Mit einem Beitrag zu „Bildung in den jüdischen Ghettos im zweiten Weltkrieg“ eröffnete HANNA SCHLECHTER (Hamburg) den folgenden Tag. Nach einer ersten Sichtung von Literatur und Quellen gehe sie über Annahmen der Literatur hinaus, indem sie thesenhaft formuliere, dass Bildung und Erziehung nicht nur geistigen Widerstand, Eskapismus und Überlebenssicherung bedeuteten, sondern auch im Ghetto in ihrer gesellschaftlichen Funktion betrachtet werden müssen. Die damit zusammenhängende Beantwortung der Frage, inwiefern unter den Extrembedingungen in einem Ghetto von einer gesellschaftlichen Funktion von Bildung und Erziehung gesprochen werden könnte, stelle eine besondere Herausforderung dar. Auf dem Hintergrund ihrer These entwarf sie ein Interpretationsschema, das der Quellenanalyse dienen solle und dem Plenum vorgestellt wurde. Hier wurde gefragt, inwiefern die analytischen Kategorien dem Gegenstand gerecht werden könnten.

VERONIKA WABNITZ (Potsdam) hingegen lenkte den Blick auf die Nachkriegszeit und stellte sich dem Anspruch einer ungeteilten Berliner Nachkriegsgeschichte am Beispiel der Schulpolitik zwischen 1948 und 1961. So eröffnete sie ihren Vortrag mit einem Blick auf die geteilte und kooperierende Geschichtsschreibung, wobei sich im letzteren Gebiet eher ein Forschungsdesiderat aufzeigen ließe dem sie entgegenwirken möchte. So stellte sie zwei Konzepte, die „asymmetrisch verflochtene Parallelgeschichte“ nach Kleßmann und die „histoire croisée“ von Werner und Zimmermann zur Diskussion mit der Frage, inwiefern diese nutzbringend sein könnten für den Versuch einer integrierten Berliner Schulgeschichte. Dabei möchte Wabnitz sich weniger für einen Ansatz entscheiden, als vielmehr beide kombinieren. So ermögliche das Konzept der „asymmetrisch verflochtenen Parallelgeschichte“ die Verbindung von systematischen und chronologischen Elementen anhand spezifischer Leitlinien der deutschen Nachkriegsgeschichte.
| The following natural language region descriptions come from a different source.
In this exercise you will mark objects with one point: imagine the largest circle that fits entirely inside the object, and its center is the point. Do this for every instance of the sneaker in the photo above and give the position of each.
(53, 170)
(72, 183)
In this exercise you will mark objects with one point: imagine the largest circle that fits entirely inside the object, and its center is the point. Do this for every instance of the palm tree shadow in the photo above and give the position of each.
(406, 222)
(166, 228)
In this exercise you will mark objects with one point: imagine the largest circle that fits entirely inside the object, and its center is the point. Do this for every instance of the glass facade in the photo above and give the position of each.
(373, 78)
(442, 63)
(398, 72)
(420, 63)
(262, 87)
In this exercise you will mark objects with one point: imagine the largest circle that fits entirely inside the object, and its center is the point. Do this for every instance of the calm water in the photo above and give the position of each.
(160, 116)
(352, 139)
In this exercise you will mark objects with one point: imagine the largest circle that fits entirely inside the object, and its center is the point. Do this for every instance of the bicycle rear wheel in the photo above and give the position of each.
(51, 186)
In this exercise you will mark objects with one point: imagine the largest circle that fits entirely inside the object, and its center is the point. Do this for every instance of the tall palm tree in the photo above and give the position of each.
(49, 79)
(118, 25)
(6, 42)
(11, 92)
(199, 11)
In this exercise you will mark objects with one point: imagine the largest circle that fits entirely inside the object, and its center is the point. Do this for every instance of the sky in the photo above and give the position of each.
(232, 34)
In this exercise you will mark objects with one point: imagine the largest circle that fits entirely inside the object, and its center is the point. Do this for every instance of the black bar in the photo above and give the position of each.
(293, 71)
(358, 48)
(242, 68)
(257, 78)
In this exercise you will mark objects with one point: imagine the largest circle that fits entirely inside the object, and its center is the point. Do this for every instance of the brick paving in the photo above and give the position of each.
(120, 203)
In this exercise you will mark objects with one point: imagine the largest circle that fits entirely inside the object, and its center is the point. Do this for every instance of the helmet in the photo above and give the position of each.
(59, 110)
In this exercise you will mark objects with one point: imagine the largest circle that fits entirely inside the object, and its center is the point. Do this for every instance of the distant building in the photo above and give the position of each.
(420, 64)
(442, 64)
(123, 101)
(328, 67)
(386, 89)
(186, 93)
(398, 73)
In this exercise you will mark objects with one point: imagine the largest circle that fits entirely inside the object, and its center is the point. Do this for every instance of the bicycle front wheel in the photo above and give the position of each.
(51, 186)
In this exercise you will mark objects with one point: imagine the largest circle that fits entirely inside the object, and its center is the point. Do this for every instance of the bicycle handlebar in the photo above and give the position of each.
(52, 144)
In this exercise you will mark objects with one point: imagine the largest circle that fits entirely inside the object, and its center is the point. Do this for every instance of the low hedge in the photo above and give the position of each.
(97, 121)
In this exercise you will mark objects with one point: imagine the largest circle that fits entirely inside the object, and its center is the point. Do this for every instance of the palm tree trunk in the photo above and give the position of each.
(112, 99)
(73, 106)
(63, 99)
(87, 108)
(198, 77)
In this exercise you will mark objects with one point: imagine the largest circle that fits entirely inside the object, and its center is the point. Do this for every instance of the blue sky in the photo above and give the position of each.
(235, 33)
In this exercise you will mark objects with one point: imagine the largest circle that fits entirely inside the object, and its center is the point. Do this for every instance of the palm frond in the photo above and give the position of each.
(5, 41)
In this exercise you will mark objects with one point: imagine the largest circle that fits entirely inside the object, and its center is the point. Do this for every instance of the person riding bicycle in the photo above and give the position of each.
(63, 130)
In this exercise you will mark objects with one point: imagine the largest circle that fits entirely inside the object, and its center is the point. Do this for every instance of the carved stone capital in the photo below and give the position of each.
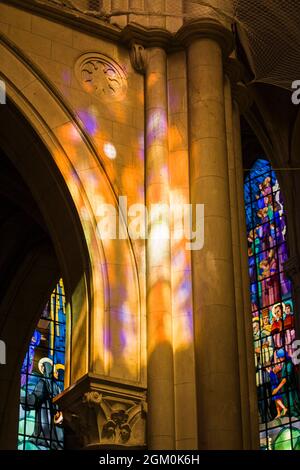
(99, 413)
(138, 57)
(206, 28)
(292, 270)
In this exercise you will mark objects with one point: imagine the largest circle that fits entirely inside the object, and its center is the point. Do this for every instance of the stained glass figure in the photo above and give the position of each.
(42, 378)
(272, 311)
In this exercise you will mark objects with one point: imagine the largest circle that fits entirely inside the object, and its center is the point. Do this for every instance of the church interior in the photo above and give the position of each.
(149, 210)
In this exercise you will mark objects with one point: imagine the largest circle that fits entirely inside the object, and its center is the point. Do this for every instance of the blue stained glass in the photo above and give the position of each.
(272, 311)
(42, 377)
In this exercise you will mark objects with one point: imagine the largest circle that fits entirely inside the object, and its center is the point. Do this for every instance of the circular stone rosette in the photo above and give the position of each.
(102, 76)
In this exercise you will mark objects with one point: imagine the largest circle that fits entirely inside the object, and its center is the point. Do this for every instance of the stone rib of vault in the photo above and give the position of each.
(269, 30)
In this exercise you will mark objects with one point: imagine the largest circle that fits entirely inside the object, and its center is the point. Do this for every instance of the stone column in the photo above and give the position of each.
(159, 313)
(236, 248)
(217, 370)
(253, 409)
Die „histoire croisée“ hingegen ermögliche mit ihrem Ansatz einer „induktiven Pragmatik“ den Blick auf die individuelle Beobachter- und Akteursebene.

Z. ECE KAYA (Frankfurt a.M.) stellte ihre Dissertation unter dem Vortragstitel „Weiße Grenzen – Bildungsinstitutioneller Umgang mit ideengeschichtlich-politischen Konflikten als Frage humanistischer Bildung am Beispiel des Verhältnisses von Europa zu Afrika“ vor. Sie setze sich damit auseinander, wie deutsche, „weiße“ Institutionen der politischen Bildung mit menschenrechtlichen Normen in ihrer Darstellung von Flüchtlingen aus Afrika umgehen. Dabei fokussiere sie insbesondere die Widersprüche zwischen Menschenrechten und deutschen Institutionen politischer Bildung. Quellenbasis seien zwischen 2005 und 2010 erschienene Publikationen der Institutionen der Bundeszentrale für politische Bildung und Pro-Asyl, die sie anhand der kritischen Diskursanalyse untersuche. Anliegen ihres Vortrags war die Diskussion der historischen Kontextualisierung ihrer Arbeit, die Kaya besonders auf die NS-Kolonialpolitik und die damit verbundenen pädagogischen Konzepte konzentrieren wolle. Hier wurde vorgeschlagen, den historischen Rekurs nicht selektiv auf eine Phase und hervorstechende Akteure zu konzentrieren, sondern den Blick auf das breitere Spektrum der Kolonialvergangenheit und den Postkolonialismus zu weiten.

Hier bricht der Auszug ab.